El parking es gratuito y al entrada a la aldea son 4000W, hay visitas guiadas, pero nosotros preferimos hacerla por nuestra cuenta.
La aldea data del periodo Joseon y está declarada zona de protección cultural tiene un total de 180 casas típicas del estilo yangban que eran las destinadas a eruditos y funcionarios y que se transmitían de forma hereditaria, los muros de piedra y los tejados de paja están perfectamente conservados, de hecho la gran mayoría de las casas están habitadas, en las que está abiertas a los visitantes hay placas en las que se explica bastante bien a que se dedicaba el edificio.

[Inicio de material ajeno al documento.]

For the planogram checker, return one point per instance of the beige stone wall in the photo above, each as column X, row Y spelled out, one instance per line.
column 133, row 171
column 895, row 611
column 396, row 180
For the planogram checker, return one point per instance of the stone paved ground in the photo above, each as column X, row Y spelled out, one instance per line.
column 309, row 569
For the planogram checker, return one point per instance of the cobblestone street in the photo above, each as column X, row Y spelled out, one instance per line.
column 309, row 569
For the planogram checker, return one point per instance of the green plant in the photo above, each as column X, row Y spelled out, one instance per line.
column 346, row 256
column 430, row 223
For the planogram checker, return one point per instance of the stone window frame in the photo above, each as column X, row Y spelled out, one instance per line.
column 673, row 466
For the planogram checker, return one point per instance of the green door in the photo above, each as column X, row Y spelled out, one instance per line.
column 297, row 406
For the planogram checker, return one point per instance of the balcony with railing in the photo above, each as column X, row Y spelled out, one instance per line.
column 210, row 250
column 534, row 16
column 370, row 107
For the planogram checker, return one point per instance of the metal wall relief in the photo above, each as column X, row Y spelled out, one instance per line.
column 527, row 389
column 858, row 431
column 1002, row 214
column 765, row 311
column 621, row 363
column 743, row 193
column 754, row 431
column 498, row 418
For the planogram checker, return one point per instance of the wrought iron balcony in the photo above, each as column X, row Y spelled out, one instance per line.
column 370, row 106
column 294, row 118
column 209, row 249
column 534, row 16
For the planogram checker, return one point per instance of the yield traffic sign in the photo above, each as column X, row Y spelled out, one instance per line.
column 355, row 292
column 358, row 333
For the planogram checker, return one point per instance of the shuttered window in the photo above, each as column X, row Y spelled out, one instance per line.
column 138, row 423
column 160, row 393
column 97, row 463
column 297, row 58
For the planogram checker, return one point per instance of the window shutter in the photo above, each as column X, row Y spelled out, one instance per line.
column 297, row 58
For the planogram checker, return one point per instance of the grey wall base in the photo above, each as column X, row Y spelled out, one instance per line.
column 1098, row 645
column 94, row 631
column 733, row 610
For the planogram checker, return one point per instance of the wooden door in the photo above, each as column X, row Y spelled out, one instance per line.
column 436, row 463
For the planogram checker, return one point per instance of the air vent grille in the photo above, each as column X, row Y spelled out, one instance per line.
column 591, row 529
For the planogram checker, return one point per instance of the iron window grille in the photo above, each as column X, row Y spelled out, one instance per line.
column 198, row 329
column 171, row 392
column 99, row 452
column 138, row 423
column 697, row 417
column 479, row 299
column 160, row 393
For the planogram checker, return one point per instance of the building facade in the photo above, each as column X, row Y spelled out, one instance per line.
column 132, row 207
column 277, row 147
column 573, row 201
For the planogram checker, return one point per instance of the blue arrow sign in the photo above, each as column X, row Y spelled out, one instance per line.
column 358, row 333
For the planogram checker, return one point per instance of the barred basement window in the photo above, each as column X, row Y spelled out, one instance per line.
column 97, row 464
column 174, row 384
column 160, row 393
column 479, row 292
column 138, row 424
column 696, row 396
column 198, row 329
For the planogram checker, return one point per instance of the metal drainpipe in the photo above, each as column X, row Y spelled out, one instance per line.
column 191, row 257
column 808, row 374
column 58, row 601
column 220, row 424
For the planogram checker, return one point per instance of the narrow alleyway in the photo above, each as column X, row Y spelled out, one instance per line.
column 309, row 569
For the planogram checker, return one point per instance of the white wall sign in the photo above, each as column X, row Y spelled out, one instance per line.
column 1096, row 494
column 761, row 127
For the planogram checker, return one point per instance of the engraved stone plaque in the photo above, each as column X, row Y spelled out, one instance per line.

Solo había otras tre o cuatro personas visitando el lugar lo que le daba una sensación de tranquilidad fantástica.
Al regresar a Gyeonju paramos a echar gasolina, como los surtidores tienen todas las instrucciones en coreano, solo hay que esperar un poquito y siempre aparece personal de la gasolinera para ayudar, y en este caso no iba a ser menos, pero nos esperada una curiosa sorpresa, el gasolinero, un chaval joven, hablaba un perfecto español ya que había estado estudiando dos años en “Graná”, tras un ratito de charla con él, nos regaló un par de botellas de agua, todo un encanto.
Estábamos bastante cansados, por lo que decidimos comprar cena en un combini que teníamos cerca del hotel.